Cognitive Load Theory

I will look at how cognitive load theory (CLT) can help us to teach computer science and particularly coding. CLT is a theory of how we learn and gain knowledge. The principal character in this field is John Sweller who is an Australian educational psychologist. It took a while for his ideas to gain acceptance in the scientific community, but they are uncontroversial and are now filtering down to secondary schools in the UK, but more slowly than they perhaps should. CLT is important for teachers because it identifies the most effective teaching methods for learning. But before I write about CLT further I need to present a simple model for how human memory works. Memory is split into short term and long term memory. Short term memory has limited capacity and can hold between three and seven chunks of information. We are consciously aware of what we are holding in short term memory. Long term memory has unlimited capacity. For us to learn anything it first needs to be transferred from short term memory into long term memory. But just because something is stored in long term memory it does not mean that we remember it forever. How we remember something is the subject of another article that I have written, so I will not go into it here.

Knowledge is stored and organised in long term memory as complex structures called schema. When we learn, we either create new schema if the subject area is completely new to us or add to existing schema, if we already have some prior knowledge As we learn more and more the schema become increasing complex allowing us develop innate skills and to perform complex tasks with minimal effort. By way of example let us consider the task of driving a car. This is a complex task where we must coordinate the clutch and gear stick, all at the same time as controlling our speed and the steering wheel, while all the time being aware of other vehicles, pedestrians and signs and constantly checking mirrors. There is certainly lots of think about. Yet once we have built up enough experience, we can drive with very little conscious effort especially if it is a journey we make regularly. So in essence we have a “driving a car” schema which we can access when we need to that takes little space in short term memory allowing us to perform other tasks like having a conversation with another passenger, planning what you are going to have for dinner that evening, or singing along to your favourite pop song on the radio!

If you will indulge me, here is a memory exercise for the reader to demonstrate the effect of schemas.

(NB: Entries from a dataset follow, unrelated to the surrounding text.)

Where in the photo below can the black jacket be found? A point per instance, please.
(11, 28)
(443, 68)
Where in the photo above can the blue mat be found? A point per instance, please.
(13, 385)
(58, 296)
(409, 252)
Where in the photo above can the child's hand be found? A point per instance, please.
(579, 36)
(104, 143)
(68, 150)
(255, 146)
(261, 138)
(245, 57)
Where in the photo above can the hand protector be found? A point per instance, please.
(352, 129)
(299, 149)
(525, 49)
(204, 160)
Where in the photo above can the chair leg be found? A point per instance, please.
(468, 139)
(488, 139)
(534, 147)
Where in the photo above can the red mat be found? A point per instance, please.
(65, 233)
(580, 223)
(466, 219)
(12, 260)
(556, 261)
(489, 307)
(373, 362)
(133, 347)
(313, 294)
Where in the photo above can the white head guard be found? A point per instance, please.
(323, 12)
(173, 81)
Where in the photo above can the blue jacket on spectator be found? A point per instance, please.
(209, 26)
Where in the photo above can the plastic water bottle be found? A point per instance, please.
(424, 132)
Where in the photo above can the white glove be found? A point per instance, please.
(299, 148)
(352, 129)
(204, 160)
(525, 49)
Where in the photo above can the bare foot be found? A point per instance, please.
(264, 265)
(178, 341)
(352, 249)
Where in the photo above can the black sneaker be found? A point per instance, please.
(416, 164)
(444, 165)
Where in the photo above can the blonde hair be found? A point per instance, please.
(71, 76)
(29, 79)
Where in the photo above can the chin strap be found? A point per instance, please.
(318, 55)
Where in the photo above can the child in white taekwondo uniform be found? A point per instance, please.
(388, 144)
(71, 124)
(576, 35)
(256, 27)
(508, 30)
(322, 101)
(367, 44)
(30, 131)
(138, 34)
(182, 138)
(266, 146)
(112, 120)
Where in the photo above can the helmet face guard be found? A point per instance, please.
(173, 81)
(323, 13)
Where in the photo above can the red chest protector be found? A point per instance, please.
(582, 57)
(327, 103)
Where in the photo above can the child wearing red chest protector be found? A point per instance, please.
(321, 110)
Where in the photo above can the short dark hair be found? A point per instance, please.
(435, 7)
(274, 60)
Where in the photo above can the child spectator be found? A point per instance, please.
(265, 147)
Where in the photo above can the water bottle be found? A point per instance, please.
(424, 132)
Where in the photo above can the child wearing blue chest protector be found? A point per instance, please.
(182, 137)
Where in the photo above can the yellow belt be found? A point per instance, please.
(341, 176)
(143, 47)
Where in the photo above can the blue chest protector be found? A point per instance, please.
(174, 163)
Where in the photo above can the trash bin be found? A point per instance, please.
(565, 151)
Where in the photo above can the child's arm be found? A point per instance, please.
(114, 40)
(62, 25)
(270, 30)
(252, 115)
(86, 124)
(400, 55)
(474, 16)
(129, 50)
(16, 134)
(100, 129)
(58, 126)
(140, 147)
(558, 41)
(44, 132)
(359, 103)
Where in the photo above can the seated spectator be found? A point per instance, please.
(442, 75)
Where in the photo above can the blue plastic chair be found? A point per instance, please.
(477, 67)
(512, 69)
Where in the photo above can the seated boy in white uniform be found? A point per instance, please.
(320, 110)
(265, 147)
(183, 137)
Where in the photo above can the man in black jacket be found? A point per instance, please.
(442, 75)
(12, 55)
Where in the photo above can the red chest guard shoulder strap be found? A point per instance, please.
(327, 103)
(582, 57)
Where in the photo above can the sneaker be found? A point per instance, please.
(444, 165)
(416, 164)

Spend thirty seconds remembering the following letters: N M S G A O. The sequence is not important. Now cover up the letters with your hand or a piece of paper and try recall those letters. How did you do? My guess is that even if you did correctly get all the letters it took you some cognitive effort (hard thinking!) to remember them.

Now let us do the same exercise again but spend thirty seconds remembering the following letters: M A N G O S. Now recall those letters. How did you do this time? You probably had no difficultly remembering the letters that time, because all you had to do was remember the word mangos. Even though I used the same letters in both exercises, the second was far easier than the first. So why was this? The reason is that in the first exercise, unless you spotted the anagram, you will have needed to remember each of the seven letters individually as seven separate chunks. Remember what I wrote previously that we can only store between 3 and 7 chunks of information at a time in short term memory. This would have taken up precious space in working memory and possibly even overwhelmed it. You may even have come up with an elaborate mnemonic like: Naughty Monkeys Sit Gloomily Around Oliver. This certainly would have helped reduce the burden on short term memory because you only would have had to remember the mnemonic as a single chunk, but you would have had to come up with it in the first place which would have taken some cognitive effort. In the second example a schema for the word "mangos" existed so you only had to remember that word which could be easily remembered as a single chunk.

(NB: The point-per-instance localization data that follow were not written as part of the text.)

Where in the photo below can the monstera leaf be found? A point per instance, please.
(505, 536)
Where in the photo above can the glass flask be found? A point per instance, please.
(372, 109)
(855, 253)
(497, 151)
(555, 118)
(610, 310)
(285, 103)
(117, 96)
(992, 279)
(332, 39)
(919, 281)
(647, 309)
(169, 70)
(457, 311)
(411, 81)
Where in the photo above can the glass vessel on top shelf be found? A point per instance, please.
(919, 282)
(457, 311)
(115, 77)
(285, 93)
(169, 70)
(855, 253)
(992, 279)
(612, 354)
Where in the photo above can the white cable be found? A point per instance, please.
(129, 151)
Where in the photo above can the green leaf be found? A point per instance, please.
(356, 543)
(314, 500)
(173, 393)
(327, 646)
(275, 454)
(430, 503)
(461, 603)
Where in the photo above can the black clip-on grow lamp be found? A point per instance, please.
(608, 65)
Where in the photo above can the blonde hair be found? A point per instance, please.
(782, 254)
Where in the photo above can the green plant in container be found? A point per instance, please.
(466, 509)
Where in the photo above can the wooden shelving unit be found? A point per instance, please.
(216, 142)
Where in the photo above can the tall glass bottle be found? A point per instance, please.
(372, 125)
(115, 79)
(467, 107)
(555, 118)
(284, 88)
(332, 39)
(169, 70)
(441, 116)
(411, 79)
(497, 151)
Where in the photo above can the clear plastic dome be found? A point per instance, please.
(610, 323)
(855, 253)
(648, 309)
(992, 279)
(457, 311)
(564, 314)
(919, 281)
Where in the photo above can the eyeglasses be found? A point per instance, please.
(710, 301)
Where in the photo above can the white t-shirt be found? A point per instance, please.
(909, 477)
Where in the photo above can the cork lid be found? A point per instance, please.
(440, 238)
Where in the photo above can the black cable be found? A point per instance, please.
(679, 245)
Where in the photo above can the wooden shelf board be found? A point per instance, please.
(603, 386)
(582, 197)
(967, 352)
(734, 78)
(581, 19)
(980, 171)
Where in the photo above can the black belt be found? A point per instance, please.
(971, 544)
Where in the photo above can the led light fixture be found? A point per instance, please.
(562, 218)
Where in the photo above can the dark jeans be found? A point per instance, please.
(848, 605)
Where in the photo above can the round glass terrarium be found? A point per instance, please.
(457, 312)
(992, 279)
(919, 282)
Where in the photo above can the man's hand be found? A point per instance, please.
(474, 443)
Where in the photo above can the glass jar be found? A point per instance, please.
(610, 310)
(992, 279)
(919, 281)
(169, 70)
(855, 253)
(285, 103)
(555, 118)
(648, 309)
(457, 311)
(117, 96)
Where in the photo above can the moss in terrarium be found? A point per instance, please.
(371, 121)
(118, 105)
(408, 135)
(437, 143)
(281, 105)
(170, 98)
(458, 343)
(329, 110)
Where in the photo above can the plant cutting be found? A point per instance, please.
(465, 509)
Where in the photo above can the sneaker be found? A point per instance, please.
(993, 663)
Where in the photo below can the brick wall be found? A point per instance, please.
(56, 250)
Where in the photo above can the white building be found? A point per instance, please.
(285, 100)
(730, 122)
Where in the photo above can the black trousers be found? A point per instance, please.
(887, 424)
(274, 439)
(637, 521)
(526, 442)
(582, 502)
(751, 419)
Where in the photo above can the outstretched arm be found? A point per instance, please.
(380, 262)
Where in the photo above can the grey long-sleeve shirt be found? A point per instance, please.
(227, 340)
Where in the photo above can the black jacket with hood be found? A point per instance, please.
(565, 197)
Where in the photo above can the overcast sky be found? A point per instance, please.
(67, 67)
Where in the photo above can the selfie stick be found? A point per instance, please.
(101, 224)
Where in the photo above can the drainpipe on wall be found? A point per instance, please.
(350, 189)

Thus, we can circumvent the limits of short-term memory by developing schema of complex knowledge in long term memory. A schema constitutes only a single element in working memory. When we need to, we can access those potentially enormous sources of information as a single chunk without burdening our working memory and allowing us to perform a task or solve a problem without much conscious effort and even perform another task at the same time. Because our short-term memory can easily be overwhelmed with information, the principle of CLT is to ensure that we do not overload our working memory but at the same time build up our schema in long term memory. Therefore, when we teach, we need to bear in mind the limits of working memory. If working memory is overloaded then learning does not take place. Consider what this means for the children in you class when this happens. They will find the work difficult and issues around confidence and behaviour can then manifest.

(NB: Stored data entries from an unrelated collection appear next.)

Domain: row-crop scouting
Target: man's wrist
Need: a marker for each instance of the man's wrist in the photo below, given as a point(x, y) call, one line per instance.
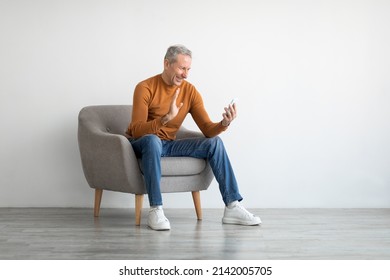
point(165, 119)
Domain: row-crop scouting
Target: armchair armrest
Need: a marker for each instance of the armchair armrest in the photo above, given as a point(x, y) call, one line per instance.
point(109, 161)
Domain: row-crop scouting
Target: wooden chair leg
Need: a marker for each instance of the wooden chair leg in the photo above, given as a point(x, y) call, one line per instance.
point(139, 200)
point(98, 200)
point(197, 204)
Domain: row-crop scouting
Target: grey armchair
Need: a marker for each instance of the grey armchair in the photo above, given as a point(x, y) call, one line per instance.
point(109, 162)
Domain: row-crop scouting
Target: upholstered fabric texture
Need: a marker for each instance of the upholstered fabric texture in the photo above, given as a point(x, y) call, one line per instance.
point(109, 162)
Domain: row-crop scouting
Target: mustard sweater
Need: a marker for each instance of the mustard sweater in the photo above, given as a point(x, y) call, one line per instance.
point(151, 102)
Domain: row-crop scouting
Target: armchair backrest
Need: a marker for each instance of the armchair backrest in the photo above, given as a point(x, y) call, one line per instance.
point(107, 118)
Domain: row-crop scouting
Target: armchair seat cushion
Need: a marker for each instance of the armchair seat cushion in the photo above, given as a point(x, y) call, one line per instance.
point(180, 166)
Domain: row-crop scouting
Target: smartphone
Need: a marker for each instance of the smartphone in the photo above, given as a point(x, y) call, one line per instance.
point(234, 100)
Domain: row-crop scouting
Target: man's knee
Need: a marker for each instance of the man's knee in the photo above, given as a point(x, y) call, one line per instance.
point(216, 143)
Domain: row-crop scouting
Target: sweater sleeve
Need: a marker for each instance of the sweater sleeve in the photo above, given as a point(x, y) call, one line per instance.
point(202, 119)
point(140, 125)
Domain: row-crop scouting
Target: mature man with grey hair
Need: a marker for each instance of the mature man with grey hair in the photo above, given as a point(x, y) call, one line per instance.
point(160, 105)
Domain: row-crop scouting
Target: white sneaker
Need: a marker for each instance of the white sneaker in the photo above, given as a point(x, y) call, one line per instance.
point(238, 215)
point(157, 219)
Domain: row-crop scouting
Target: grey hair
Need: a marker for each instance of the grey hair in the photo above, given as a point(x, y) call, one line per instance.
point(175, 50)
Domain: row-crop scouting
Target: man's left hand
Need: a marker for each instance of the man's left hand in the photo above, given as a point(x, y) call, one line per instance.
point(229, 115)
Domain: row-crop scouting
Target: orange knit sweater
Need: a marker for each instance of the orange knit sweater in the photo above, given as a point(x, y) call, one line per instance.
point(151, 102)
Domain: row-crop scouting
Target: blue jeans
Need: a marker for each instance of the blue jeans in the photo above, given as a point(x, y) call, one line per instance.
point(151, 148)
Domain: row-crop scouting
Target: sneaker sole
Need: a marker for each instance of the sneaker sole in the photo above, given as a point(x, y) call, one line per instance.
point(159, 228)
point(233, 221)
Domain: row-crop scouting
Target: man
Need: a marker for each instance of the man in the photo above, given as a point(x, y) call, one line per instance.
point(160, 105)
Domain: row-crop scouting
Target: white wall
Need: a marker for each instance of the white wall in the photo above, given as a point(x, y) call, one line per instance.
point(312, 78)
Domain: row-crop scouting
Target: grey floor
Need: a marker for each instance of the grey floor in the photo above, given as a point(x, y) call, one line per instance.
point(73, 233)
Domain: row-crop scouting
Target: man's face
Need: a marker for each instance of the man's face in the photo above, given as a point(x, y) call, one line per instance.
point(176, 72)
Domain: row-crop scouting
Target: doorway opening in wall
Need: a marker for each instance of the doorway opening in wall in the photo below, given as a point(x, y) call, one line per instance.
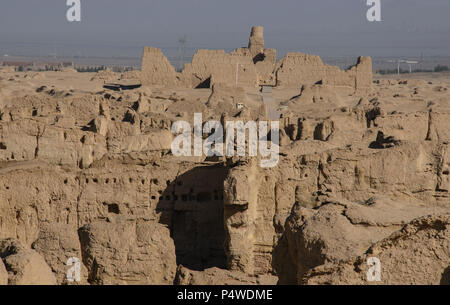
point(192, 207)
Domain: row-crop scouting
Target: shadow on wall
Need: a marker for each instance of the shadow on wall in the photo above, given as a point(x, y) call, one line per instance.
point(445, 280)
point(192, 208)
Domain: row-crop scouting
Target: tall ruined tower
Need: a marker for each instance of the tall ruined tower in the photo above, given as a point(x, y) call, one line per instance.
point(256, 41)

There are three types of cognitive load that can be imposed on working memory: intrinsic load, extraneous load and germane load. Total load in working memory is the sum of these three loads. Let us look at each of these in turn. Firstly, intrinsic load is the inherent difficulty of learning something new. For instance, quantum physics is an innately difficult subject. There is nothing we can do to influence this load and is seen as necessary load. Secondly, extraneous load is load cause by the instructional method used to deliver the material. This is seen as bad load. Poor teaching approaches will increase extraneous load, good teaching approaches will reduce this. Therefore we need to use the best instructional methods that reduce extraneous load and later in this article we will look at appropriate approaches. Finally, germane load is the actual process of earning by transferring this into long term memory. Unlike extraneous load germane load is desirable. Thus when designing instructional methods we wish to find approaches that increase germane load and reduce extraneous load.

CLT favours instructional methods that are designed not to overload working memory as opposed than constructivist approaches where students learn things for themselves which goes against much of what Pappert wrote about when it came to learning to code. CLT develops domain specific problem solving as opposed to generic problem-solving skills. That is we develop surface structures for a range of topics and examples, thereby allowing us to develop deep structures that allow us to develop transferable skills.
A range of instructional techniques based on CLT have been developed that have been tested using random control experiments to so are robust. These techniques see either to increase germane load which is desirable, and / or reduce extraneous load which is not.
Worked examples - Worked examples are problems that have already been solved showing the steps. Worked examples have been demonstrated to In coding we might give a live demonstration to show how a particular concept works. As we are demonstrating we are writing and explaining each line of code. For instance, write a program that asks a user for their age to determine if they are a child or adult. So we might write something like this.
age = input()
if age lt 18:
print(“child”)
else:
print(“adult”)

Expertise reversal - Contrary to the worked example effect the expertise reversal effect shows that for experts worked examples are less effective, and independent problem solving is more beneficial. So as learners develop we need to move away from worked examples and give students opportunities to solve problems independently.
Completion problems – In the same way as presenting worked examples solving partially completed solutions also reduces cognitive load. Here we present a partially complete solution and ask students to modify the code to complete. For instance, write a program that determines the grade a student achieves, based on the mark attained, where A is 90 or above, B 70 is or above and C 50 or above and anything below is 50 is a fail. The partially completed code might look like this.
score = input()
if score ge 90:
print(“A”)
elif score lt 90 and score ge 70:
print(“B”)
The great thing about partially completed code is that it allows for differentiation by using code with different stages of completeness.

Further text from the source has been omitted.